7. Use of a complex according to any one of claims 1-4 for the preparation of a medicament for the treatment or prevention of a disease or disorder selected from hypertension, heart failure, left ventricular insufficiency, hypertrophic cardiomyopathy, diabetic cardiomyopathy, supraventricular and ventricular arrhythmias, atrial fibrillation, atrial flutter, detrimental vascular remodeling, myocardial infarction and its sequelae, atherosclerosis, angina, renal insufficiency, diabetes, secondary aldosteronism, glomerulonephritis, scleroderma, glomerulosclerosis, primary nephroproteinuria, diabetic retinopathy, migraine, peripheral vascular disease, raynaud's disease, luminal hyperplasia (luminal hyperplasia), cognitive disorders, glaucoma and stroke.

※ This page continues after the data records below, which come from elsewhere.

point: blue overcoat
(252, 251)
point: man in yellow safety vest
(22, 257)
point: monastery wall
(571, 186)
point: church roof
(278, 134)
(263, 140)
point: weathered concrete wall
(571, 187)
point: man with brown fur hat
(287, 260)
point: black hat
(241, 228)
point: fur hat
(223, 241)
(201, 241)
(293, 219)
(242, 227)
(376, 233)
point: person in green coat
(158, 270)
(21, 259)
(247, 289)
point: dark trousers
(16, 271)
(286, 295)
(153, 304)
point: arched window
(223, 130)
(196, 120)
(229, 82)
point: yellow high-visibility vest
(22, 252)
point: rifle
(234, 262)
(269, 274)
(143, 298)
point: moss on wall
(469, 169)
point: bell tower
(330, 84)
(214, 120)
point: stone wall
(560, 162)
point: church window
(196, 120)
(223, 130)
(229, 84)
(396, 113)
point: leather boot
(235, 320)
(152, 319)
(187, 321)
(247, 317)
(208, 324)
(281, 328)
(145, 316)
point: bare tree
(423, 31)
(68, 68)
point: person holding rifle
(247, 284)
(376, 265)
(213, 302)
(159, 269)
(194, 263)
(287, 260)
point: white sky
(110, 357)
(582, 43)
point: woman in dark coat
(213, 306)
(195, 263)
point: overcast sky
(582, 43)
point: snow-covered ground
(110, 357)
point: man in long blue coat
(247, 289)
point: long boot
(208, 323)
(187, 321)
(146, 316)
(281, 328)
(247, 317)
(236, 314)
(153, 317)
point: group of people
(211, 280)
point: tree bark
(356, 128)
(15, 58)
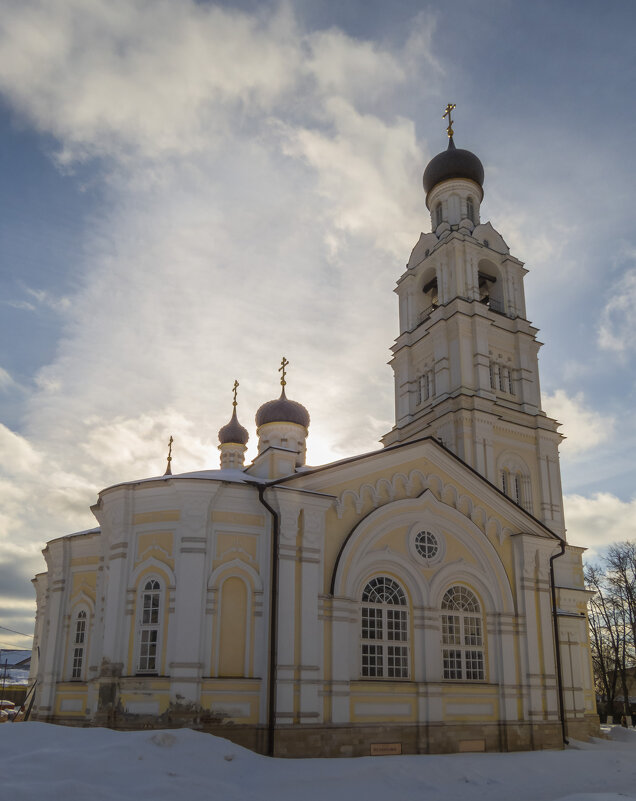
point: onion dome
(233, 432)
(282, 410)
(453, 163)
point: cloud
(597, 521)
(617, 328)
(151, 78)
(7, 382)
(256, 187)
(583, 427)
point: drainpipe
(273, 623)
(557, 647)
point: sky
(191, 190)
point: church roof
(453, 163)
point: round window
(426, 545)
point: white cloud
(255, 201)
(583, 427)
(151, 77)
(597, 521)
(7, 381)
(617, 328)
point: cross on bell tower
(466, 359)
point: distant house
(14, 666)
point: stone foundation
(364, 740)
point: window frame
(463, 635)
(149, 627)
(78, 645)
(384, 627)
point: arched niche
(491, 286)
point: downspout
(273, 623)
(557, 646)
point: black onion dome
(233, 432)
(453, 163)
(282, 410)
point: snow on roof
(231, 475)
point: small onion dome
(453, 163)
(282, 411)
(233, 432)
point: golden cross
(282, 367)
(447, 113)
(168, 468)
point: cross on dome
(447, 113)
(168, 467)
(283, 364)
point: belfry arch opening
(430, 292)
(490, 286)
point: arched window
(470, 209)
(78, 645)
(516, 485)
(149, 628)
(384, 630)
(462, 635)
(504, 482)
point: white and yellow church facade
(420, 598)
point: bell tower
(465, 362)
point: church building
(420, 598)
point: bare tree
(612, 616)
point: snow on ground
(55, 763)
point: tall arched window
(462, 635)
(78, 646)
(384, 630)
(149, 628)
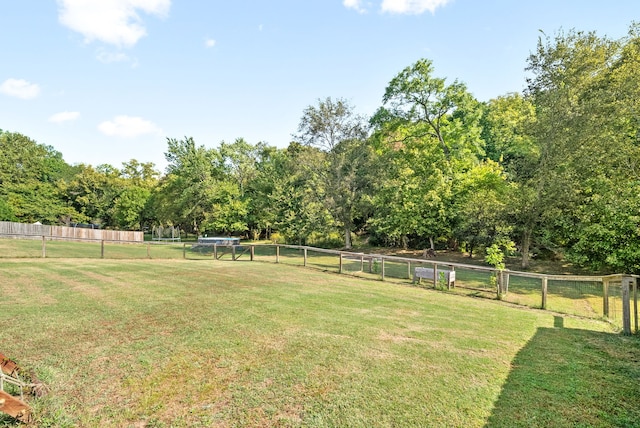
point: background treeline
(553, 171)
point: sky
(107, 81)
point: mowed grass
(184, 343)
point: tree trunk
(526, 243)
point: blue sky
(106, 81)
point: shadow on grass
(572, 378)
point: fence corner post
(635, 302)
(605, 298)
(626, 305)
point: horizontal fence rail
(611, 297)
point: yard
(187, 343)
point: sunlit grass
(221, 343)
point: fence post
(626, 307)
(635, 302)
(506, 282)
(605, 298)
(435, 275)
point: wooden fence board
(8, 228)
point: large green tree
(427, 135)
(585, 91)
(340, 135)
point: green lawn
(189, 343)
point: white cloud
(20, 88)
(109, 57)
(128, 126)
(64, 116)
(111, 21)
(355, 5)
(412, 7)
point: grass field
(157, 343)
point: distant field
(173, 343)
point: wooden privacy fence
(12, 229)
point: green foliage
(495, 257)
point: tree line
(553, 171)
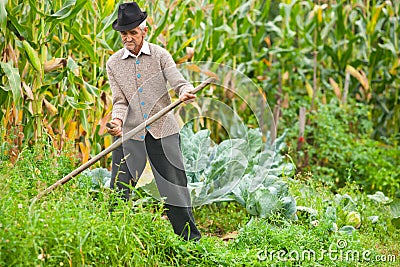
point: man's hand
(116, 127)
(187, 97)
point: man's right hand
(116, 130)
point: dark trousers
(129, 161)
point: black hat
(129, 17)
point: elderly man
(138, 76)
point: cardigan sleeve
(173, 76)
(120, 104)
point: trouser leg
(128, 162)
(168, 169)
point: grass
(72, 226)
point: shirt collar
(145, 50)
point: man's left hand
(187, 97)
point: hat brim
(130, 26)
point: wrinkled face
(133, 39)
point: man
(138, 75)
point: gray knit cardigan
(139, 90)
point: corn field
(53, 83)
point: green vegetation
(73, 226)
(338, 61)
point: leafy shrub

8. Use of a complex as claimed in claim 7, wherein the hypertension is selected from primary and secondary pulmonary hypertension, or renovascular hypertension.

9. Use of a complex according to claim 7, characterized in that the disease or condition is hypertension.

10. Use of a complex as claimed in claim 7, wherein the disease or condition is chronic heart failure.

11. Use of a complex according to any one of claims 1-4 for the preparation of a medicament for the treatment or prevention of a disease or condition selected from the group consisting of acute heart failure, chronic heart failure, congestive heart failure, unstable angina, stable angina, diabetic renal insufficiency, diabetic nephropathy and non-diabetic renal insufficiency.

12. A pharmaceutical composition comprising:

(a) the complex of any one of claims 1-4;

(b) a therapeutic agent selected from the group consisting of antidiabetics, hypolipidemic agents, antiobesity agents and antihypertensive agents; and

(c) at least one pharmaceutically acceptable additive.

13. The pharmaceutical composition of claim 12 wherein the therapeutic agent is amlodipine besylate.

14. The pharmaceutical composition of claim 12, wherein the therapeutic agent is hydrochlorothiazide.